Localisation de l’aide - Culture manageriale internationale - Violence symbolique
Aujourd’hui, tout en restant dépendant des bailleurs de fonds de l’humanitaire et du développement, le Burkina Faso affiche une ferme volonté de prendre en charge les interventions humanitaires sur son territoire. Comment se manifeste cet engagement dans la transition humanitaire et quels en sont les enjeux et les spécificités locales ? Quelle est la marge de manœuvre des autorités gouvernementales ? Comment réagissent les ONG ? Quels sont les les limites et les points de blocage de cette démarche ? Telles sont les questions que se pose l’équipe de Jacky Bouju.
Pour y répondre, la recherche analyse tout particulièrement la perception des normes managériales d’accès aux financements par les bénéficiaires du Sud, ainsi que le contrôle des dépenses qui leur est imposé par les partenaires bailleurs du Nord. L’étude met en évidence la violence symbolique qui s’incarne dans les normes de la culture managériale imposée par la bureaucratie des agences internationales. Une culture managériale, fondée sur un modèle unique, ethnocentrée, et largement inadaptée aux réalités des sociétés du sud. La recherche s’intéresse également aux arguments déployés par les partenaires du Nord pour justifier ces impératifs normatifs.

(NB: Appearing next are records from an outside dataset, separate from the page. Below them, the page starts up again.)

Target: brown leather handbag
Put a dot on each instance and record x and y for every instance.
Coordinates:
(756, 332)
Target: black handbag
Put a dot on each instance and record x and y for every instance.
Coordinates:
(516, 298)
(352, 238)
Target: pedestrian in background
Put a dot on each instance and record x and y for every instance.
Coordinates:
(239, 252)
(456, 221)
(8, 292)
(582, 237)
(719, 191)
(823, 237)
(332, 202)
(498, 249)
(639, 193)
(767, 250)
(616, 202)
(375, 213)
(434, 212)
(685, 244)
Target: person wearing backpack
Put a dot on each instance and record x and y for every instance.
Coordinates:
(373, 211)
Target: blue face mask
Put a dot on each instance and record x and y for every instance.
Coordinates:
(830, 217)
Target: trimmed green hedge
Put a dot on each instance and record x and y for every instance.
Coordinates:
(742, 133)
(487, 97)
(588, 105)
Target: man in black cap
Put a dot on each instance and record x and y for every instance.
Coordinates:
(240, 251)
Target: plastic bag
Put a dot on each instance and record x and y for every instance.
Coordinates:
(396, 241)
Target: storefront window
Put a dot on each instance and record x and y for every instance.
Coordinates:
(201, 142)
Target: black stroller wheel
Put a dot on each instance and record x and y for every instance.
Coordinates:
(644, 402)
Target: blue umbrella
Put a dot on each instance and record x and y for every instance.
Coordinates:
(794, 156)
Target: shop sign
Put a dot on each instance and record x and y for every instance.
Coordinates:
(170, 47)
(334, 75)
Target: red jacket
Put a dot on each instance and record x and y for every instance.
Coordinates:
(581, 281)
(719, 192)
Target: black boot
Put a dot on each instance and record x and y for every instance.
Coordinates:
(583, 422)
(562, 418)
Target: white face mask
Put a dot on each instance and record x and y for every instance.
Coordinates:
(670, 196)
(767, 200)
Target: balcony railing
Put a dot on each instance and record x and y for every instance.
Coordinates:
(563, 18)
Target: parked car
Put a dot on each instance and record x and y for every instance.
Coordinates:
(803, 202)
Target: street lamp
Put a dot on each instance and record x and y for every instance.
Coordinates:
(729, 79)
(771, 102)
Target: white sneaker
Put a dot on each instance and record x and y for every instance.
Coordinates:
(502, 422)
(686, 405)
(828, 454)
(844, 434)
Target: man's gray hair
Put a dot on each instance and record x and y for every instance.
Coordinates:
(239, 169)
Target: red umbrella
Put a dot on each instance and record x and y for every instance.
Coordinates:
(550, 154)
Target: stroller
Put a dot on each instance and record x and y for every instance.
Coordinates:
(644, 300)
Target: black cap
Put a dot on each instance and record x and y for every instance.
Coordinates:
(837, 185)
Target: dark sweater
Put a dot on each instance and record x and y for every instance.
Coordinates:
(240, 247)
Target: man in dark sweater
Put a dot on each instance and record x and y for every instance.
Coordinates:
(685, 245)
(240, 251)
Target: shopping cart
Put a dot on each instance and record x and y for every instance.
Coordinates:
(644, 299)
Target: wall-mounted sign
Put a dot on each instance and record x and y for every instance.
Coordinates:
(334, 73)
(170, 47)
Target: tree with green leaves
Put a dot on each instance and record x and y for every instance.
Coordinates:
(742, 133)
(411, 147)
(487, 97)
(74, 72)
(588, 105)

Au Burkina Faso comme ailleurs, la différence de moyens financiers entre les partenaires du Nord et les partenaires locaux engendre des déséquilibres dans les termes de l’échange entre les contributions et les rétributions attendues par chacun. L’asymétrie intrinsèque à ce mode de partenariat-patronage est bien rendue par ce proverbe Ouest-Africain : « la main qui donne est toujours au-dessus de celle qui reçoit ». Ce proverbe exprime la violence symbolique du pouvoir que détient le partenaire qui dispose du pouvoir d’allouer les ressources financières de l’aide. Empiriquement, cette violence symbolique s’incarne dans les normes de la culture managériale imposée par la bureaucratie des grandes agences internationales. Cette culture managériale obéit à un modèle unique, profondément ethnocentrique et largement inadapté aux réalités des sociétés du Sud, le New Public Management qui est au centre des dispositifs d’instrumentation de l’action humanitaire sur le terrain. Notre enquête à Ouagadougou a montré que l’instrumentation de l’action était concomitante à la contractualisation des partenariats et qu’elle était principalement centrée sur la gestion administrative des dispositifs d’accès aux subventions et aux conventions de financement et sur la gestion des règles budgétaires et comptables qui organisent la redevabilité des partenaires du Sud. Or, ces dispositifs et instruments comptables et leurs modalités de mise en oeuvre ne sont pas neutres culturellement. Ils produisent des effets spécifiques qui structurent l’action, ils imposent leurs propres contraintes, leurs propres logiques exogènes en fonction de normes d’action préétablies. Mais les partenaires du Sud enfermés dans les contraintes de la dépendance financière ne sont pas sans pouvoir de réaction. A la violence symbolique de l’ordre établi par les normes bureaucratiques, ils opposent diverses formes de violence systémique. In fine, l’ethnocentrisme et l’inégalité économique des acteurs construisent des partenariats-patronages structurés par des relations de coopération conflictuelle très éloignées de l’idéal égalitaire connoté par la notion de partenariat.